PESCARA. Una cinquantina di postazioni per gli ambulanti del cosiddetto mercatino etnico, che attualmente, non in regola, stazionano nelle aree di risulta, nei pressi dello scalo ferroviario. Qualche...
PESCARA. Una cinquantina di postazioni per gli ambulanti del cosiddetto mercatino etnico, che attualmente, non in regola, stazionano nelle aree di risulta, nei pressi dello scalo ferroviario. Qualche centinaio di metri più a sud, infatti, è stata individuata una nuova area, ora allo studio dei tecnici comunali, di proprietà delle Ferrovie dello Stato, la quale verrebbe ceduta in concessione al Comune. La zona, divisa in due, per il quale il primo tratto ha un’ampiezza di circa 800 metri quadrati, costeggia via de Gasperi, a partire dalla rotatoria che da qualche giorno è stata demolita all’incrocio con via Teramo. E ieri c’è stato un primo sopralluogo, per valutare la possibilità della realizzazione del mercato etnico, al quale hanno preso parte, oltre all’assessore comunale al Commercio, Giacomo Cuzzi, anche i dirigenti comunali ai Lavori pubblici, ai Mercati ed edilizia e al Patrimonio, Giuliano Rossi, Gaetano Silverii e Tommaso Vespasiano.

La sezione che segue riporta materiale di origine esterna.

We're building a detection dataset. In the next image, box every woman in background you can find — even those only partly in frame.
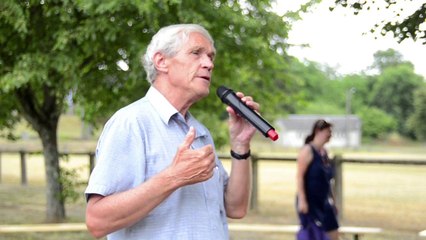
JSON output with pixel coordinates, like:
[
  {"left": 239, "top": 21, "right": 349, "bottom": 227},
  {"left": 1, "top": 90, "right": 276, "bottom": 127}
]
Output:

Un appuntamento, quello di ieri, che segue l’incontro della settimana scorsa tra Comune e ambulanti del mercatino etnico - oggetto, in passato, di blitz da parte delle forze dell’ordine, seguiti da sequestri di materiale contraffatto – durante il quale, ha riferito Cuzzi, i venditori, prevalentemente di origine nigeriana, si sono resi resi disponibili al trasferimento. «Innanzitutto», ha tenuto a precisare Silverii, il quale ha stimato, per l’opera, un intervento finanziario oscillante tra 50 e 70 mila euro, «non si tratterà di una regolamentazione del mercato esistente. Questo spazio servirà a creare un mercato di prodotti etnici, che ha una relazione solo occasionale col mercato che si è aggregato nell’area di risulta. Ora, si tratta di trasformare in contratto l’accordo che è stato stipulato con Ferrovie Italiane», ha spiegato Silverii, «e poi sistemeremo l’area. Da tener presente», inoltre, ha specificato ancora, che il costo per la realizzazione del mercato «verrà recuperato con la Cosap», il canone per l’occupazione permanente di spazi e aree pubbliche. «Si tratta anche di un atto di giustizia», ha rimarcato infine Cuzzi, riferendosi alla nuova area per il mercatino, «nei confronti dei commercianti regolari che pagano i tributi».